殺人事件~凱の両親~
「あなたがラーニー…よね?」私はメルゼブルクでの絶命の直前の記憶を思い出す。
「左様。お前が莉奈の妹だな?」ラーニーは足を組み、肘を膝に立てて、手を顎に当てながら、まるで品定めでもするかのように聞く。その様子に無性に腹が立った私は不機嫌に答える。
「ええ。」
「ふん。莉奈の妹とは思えんな。」ラーニーのその返答が自分の予想通りだったとさらに私の怒りが増す。美しさと可憐さを併せ持つ莉奈と、似ても似つかないと思っているんだろうなとの予想が的中して、この上ない怒りをぶつける。
「悪かったわね。お宅の莉奈と大違いで…。」と声を張り上げる。するとすかさず、
「おいおい、莉羽。そこ、気にしてる場合じゃない。」玄人が突っ込む。
私は我に返って、
「あはは。」と誤魔化し、表情を一変させ詰問する。
「私たち全員をここに呼んだってことは…、話し合いによる解決を考えているってこと?」私は念のため確認する。
「ふん。甘いな。…私の目的は何も変わらん。この星域をわが物にし、理想の世界を作る。ただ、その目的を邪魔する愚者どもの顔くらい見てやってもよかろうと思ってな。なあ、莉奈。」そう言って、莉奈の方を見る。
莉奈は隣でただ笑っている。するとそのラーニーの横顔に何かを思い出したのか、凱の持つオーラが怒りで満ちてくるのに気づく。
「凱、どうしたの?」
「あいつ…、あのラーニーって奴は…。」凱のただならぬ様子に、
「何?何なの?」無意識に顔を引きつらせながら私は問う。
「俺の父さんと…、母さんを…。俺の目の前で殺した…、あの男だ…。」
「…。」私は凱の言葉に絶句する。
口を抑え、にわかに信じられないというような表情でその男を見つめる凱。私はそんな凱の肩に手を置き、怒りが暴発しないように穏やかに問う。

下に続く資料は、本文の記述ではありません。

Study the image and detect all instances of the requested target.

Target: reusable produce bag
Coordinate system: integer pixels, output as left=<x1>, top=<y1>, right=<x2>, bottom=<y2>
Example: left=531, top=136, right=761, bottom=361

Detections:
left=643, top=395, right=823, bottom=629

「何があったの?」私の声に我に返った凱が、肩に乗せた私の手を握り、静かに話し始める。
「お前には言ってなかったけど、俺の両親は4年前に何者かに殺された。詳しいことは後で話すけど…。ただ…、あいつが俺の父さんと母さんを殺したことに間違いはない。」凱の目が再び怒りで満ちていく。
「絶対に…、許さない。」凱は私だけに聞こえるように話していた為、周りにはその情報は洩れなかった。
そして当のラーニーも、まさか4年前に眞守り人である凱と遭遇していたとは考えてもみなかっただろう。凱のオーラの変化に気付きつつもその原因は分かってはいなかった。